Financial news
MSE daily trading report
The mid-week session at the Malta Stock Exchange was a relatively active one, with trading being registered in eight components and the total number of deals amounting to 58. The MSE Index continued its decline to close at 4,102 points when the only positive close registered in the oldest index component was not enough to balance declines elsewhere.
Bank of Valletta was by far the most active and liquid equity during the day when 35,387 shares were exchanged across 29 deals for a total market consideration of €172,448. Activity here was persistent throughout the session with deals being executed early in the session at the previous closing price of €4.85. Constant buying interest pushed the price up by 5c to close at an intra-day high of €4.90, leaving the best offers standing at the €5 level. International Hotel Investments started trading early in the day, with transactions being struck at a price lower than its previous price. The equity subsequently closed at €1.011 representing a 3.25 per cent decline. Turnover here consisted of 12,645 shares which changed hands over six transactions.
Crimsonwing's share price dropped by 1.85 per cent when two investors swapped 10,000 shares at €0.53. Activity in HSBC Bank Malta, which consisted of 19,900 shares dealt over 12 trades, caused the price to drop by 3c to read €3.55.

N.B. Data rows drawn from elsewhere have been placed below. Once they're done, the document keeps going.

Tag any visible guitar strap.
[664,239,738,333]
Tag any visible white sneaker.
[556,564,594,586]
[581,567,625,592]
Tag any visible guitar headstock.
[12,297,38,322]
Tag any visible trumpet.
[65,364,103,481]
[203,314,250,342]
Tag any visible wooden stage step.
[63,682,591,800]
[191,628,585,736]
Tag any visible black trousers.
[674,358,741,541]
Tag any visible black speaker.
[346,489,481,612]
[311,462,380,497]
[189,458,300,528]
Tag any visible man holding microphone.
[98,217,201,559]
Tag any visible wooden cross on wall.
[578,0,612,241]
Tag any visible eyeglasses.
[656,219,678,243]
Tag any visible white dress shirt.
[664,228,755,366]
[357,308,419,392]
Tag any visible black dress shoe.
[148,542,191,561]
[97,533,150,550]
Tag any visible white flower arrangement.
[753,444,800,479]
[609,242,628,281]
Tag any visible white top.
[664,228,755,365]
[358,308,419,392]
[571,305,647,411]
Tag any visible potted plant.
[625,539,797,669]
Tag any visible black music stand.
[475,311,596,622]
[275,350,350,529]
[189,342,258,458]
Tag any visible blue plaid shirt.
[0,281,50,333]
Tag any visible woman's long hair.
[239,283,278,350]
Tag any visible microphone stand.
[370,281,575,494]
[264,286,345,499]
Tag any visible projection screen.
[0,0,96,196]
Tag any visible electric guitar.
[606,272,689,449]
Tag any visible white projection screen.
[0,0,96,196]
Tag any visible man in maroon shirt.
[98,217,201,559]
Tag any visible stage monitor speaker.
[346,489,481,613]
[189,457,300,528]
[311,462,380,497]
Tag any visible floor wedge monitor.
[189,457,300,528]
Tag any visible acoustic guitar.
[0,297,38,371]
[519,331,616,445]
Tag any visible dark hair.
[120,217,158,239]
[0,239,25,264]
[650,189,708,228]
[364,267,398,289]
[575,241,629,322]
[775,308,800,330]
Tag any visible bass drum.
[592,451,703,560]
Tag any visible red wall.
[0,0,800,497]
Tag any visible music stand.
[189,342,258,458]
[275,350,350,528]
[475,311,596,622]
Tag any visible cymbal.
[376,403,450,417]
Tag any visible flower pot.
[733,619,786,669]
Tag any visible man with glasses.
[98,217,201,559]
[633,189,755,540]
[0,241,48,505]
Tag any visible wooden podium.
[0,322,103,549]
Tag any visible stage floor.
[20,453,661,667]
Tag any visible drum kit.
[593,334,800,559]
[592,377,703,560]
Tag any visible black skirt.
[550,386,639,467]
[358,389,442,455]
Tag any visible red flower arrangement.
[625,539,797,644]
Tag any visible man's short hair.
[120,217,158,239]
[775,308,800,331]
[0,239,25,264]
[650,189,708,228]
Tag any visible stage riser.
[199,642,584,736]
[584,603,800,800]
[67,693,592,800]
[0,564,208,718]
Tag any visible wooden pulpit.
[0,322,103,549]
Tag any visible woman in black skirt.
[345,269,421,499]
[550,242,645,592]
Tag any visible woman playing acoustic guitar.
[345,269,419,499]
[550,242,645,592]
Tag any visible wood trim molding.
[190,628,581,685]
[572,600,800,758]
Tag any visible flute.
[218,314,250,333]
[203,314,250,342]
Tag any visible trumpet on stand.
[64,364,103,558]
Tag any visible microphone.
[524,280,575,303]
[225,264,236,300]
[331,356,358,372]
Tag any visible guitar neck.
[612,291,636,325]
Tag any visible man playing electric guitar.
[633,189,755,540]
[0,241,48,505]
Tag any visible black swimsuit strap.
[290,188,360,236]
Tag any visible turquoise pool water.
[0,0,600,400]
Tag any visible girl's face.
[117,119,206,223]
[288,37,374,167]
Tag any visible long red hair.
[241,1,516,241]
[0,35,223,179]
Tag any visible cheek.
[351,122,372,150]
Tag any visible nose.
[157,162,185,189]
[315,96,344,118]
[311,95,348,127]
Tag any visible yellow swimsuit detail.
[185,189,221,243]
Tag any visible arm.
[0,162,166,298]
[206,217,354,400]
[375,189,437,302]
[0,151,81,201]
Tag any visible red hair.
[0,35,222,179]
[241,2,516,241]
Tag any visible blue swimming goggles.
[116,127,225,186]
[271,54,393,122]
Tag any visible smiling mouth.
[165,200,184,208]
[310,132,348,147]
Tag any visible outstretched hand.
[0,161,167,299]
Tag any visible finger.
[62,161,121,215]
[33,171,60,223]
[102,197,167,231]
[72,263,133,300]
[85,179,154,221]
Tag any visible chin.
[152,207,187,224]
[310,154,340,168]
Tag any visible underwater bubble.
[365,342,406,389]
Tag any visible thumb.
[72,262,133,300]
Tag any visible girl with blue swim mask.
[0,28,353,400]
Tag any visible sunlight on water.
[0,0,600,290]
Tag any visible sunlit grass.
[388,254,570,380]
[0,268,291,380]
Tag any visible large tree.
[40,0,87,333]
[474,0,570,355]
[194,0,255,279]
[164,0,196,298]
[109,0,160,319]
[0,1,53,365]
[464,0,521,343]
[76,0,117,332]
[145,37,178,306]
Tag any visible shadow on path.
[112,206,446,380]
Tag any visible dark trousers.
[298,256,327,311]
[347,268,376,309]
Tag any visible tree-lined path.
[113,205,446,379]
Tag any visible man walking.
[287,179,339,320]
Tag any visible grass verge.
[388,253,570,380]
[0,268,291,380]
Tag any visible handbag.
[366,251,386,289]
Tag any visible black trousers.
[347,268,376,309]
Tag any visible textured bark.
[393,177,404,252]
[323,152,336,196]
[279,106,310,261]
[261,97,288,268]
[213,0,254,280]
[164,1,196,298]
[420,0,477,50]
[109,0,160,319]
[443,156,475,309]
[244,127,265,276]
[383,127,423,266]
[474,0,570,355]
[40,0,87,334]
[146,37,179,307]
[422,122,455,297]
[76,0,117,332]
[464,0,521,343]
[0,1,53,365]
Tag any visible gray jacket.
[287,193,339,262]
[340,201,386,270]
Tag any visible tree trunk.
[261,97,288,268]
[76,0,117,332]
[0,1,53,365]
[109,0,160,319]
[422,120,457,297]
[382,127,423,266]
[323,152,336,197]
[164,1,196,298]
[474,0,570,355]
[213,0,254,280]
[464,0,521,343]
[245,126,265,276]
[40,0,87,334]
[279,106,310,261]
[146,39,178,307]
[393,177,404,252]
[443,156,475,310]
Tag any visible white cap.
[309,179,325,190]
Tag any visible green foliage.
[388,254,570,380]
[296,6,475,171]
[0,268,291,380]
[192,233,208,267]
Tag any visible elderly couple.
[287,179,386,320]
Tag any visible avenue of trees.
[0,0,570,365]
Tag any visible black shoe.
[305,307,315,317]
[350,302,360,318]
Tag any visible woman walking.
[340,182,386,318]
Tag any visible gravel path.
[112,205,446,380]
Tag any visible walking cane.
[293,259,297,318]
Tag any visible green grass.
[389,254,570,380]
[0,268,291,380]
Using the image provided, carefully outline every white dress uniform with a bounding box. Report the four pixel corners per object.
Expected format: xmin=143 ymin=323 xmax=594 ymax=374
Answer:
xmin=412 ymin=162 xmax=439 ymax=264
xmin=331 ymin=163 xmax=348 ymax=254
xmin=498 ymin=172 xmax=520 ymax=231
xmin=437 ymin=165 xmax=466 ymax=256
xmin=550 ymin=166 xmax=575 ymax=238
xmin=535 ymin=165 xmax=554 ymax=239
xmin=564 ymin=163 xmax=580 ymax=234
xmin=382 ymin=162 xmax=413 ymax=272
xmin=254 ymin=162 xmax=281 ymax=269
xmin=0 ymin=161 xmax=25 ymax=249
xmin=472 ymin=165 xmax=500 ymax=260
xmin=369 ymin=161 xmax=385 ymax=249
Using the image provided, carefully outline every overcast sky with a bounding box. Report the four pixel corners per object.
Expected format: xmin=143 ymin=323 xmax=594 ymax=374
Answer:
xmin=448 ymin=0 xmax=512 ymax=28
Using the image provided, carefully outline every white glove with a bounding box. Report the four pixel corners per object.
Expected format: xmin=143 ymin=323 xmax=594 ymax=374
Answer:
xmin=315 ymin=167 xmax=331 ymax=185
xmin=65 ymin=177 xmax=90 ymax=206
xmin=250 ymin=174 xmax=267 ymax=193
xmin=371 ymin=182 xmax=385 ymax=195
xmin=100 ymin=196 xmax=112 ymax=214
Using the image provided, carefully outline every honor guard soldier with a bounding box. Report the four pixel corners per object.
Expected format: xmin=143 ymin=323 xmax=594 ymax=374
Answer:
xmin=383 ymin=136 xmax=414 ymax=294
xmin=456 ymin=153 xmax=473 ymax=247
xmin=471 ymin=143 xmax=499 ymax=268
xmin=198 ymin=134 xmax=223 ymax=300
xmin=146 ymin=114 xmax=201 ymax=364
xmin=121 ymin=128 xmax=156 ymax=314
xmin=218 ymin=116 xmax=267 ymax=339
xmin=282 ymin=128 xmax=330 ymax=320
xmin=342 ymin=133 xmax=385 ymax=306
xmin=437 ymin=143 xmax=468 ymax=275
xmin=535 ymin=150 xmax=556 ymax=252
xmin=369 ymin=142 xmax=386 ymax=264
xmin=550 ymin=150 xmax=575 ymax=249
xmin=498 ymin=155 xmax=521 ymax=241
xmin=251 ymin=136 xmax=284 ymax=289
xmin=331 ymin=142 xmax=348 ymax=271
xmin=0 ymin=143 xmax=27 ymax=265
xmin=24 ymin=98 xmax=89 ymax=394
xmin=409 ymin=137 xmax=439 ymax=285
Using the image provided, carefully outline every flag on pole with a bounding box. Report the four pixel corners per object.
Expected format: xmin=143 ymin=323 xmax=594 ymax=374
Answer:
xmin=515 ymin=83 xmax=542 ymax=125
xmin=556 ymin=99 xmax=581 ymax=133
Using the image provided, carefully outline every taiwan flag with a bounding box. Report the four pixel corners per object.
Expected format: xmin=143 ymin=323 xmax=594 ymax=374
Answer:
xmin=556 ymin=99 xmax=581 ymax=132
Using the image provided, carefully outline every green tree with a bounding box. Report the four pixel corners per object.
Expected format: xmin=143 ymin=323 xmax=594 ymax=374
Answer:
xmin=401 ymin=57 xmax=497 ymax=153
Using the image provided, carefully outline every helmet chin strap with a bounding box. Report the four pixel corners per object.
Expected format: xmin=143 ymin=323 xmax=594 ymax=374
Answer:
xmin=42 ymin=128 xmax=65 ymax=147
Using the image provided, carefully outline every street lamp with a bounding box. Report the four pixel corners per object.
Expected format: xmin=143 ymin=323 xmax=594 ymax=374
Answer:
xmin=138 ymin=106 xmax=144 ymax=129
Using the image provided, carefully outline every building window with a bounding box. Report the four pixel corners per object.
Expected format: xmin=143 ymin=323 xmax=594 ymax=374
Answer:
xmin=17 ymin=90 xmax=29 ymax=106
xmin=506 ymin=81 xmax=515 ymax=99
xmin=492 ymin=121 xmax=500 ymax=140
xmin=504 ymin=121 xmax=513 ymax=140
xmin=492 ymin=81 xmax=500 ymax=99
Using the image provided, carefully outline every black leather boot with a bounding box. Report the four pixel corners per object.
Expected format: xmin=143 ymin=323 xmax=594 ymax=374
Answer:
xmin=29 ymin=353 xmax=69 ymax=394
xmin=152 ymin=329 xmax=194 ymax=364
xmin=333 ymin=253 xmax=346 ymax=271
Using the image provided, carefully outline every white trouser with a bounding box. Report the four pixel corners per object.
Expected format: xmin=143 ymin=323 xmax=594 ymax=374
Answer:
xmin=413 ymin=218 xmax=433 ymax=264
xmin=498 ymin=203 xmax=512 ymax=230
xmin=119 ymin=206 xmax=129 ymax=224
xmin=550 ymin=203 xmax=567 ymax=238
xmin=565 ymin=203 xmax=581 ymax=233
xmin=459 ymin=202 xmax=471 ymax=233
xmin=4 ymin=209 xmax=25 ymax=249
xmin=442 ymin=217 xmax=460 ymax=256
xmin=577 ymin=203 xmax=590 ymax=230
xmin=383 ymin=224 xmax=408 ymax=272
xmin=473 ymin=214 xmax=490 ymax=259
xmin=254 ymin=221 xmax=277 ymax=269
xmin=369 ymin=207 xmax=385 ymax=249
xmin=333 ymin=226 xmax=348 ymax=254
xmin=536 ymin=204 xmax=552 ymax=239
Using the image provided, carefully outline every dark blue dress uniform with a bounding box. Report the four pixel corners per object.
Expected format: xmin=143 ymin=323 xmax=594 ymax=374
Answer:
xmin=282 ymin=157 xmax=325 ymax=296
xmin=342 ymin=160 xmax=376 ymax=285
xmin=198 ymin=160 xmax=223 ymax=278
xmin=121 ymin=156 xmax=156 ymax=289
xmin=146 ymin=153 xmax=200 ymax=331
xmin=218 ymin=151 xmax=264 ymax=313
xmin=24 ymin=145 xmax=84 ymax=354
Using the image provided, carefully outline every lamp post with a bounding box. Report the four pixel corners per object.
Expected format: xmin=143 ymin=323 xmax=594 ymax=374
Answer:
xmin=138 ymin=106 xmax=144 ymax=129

A sole trade with a volume of 1,000 shares in Lombard Bank depressed the price by the slightest of margins to close at €3.069.
Total turnover of 15,625 shares in Go left the price unchanged at €2.65. Similarly, Simonds Farsons Cisk and Maltapost remained unaltered with turnover of 788 and 2,000 shares respectively.
Weekly UK economic review
UK Consumer Price index (CPI) rose to 3.3 per cent in May, its highest level since 1992, largely due to food prices along with an acceleration in household energy and fuel price inflation. The surge in headline inflation prompted an open letter from the Bank of England (BOE) Governor, Mervyn King to the Chancellor, Alistair Darling. In the letter the BOE regards the rise in inflation as temporary and as a reflection of global conditions though Mr King believes that inflation could rise more sharply than expected to above four per cent before year end. The BOE letter was more dovish than expected, as it appears that the central bank is hoping it can avoid a tightening policy.
Meanwhile, headline UK wage inflation fell marginally in April to 3.8 per cent, just below the four per cent rate considered consistent with the BOE inflation target. Given the rising concerns over inflation, it was very encouraging that real economy data suggested resilience of consumer activity. Employment in the UK reached another record in April. However, unemployment edged upwards as well as claims for jobless benefits though this is still an issue of increasing supply rather than falling demand.
UK manufacturing production unexpectedly rose in April with a mere 0.1 per cent while producer prices increased in May by 1.6 per cent from April, representing the largest increase in the past two decades.
Elsewhere, the British Retail Consortium showed that annual growth in British retail sales rebounded to 4.6 per cent recovering from a much lower rate in April. In conclusion UK house prices saw to another decline in May.
This article has been prepared by Bank of Valletta p.l.c. (the Bank), which is licensed to conduct investment services business by the MFSA, for your general information only. This information is not a solicitation or offer by the Bank to acquire or sell securities. Nor does it constitute any form of advice by the Bank. Appropriate advice should be obtained before making any such decision. Past performance is not necessarily a guide to future performance and the value of your investments may fall or rise.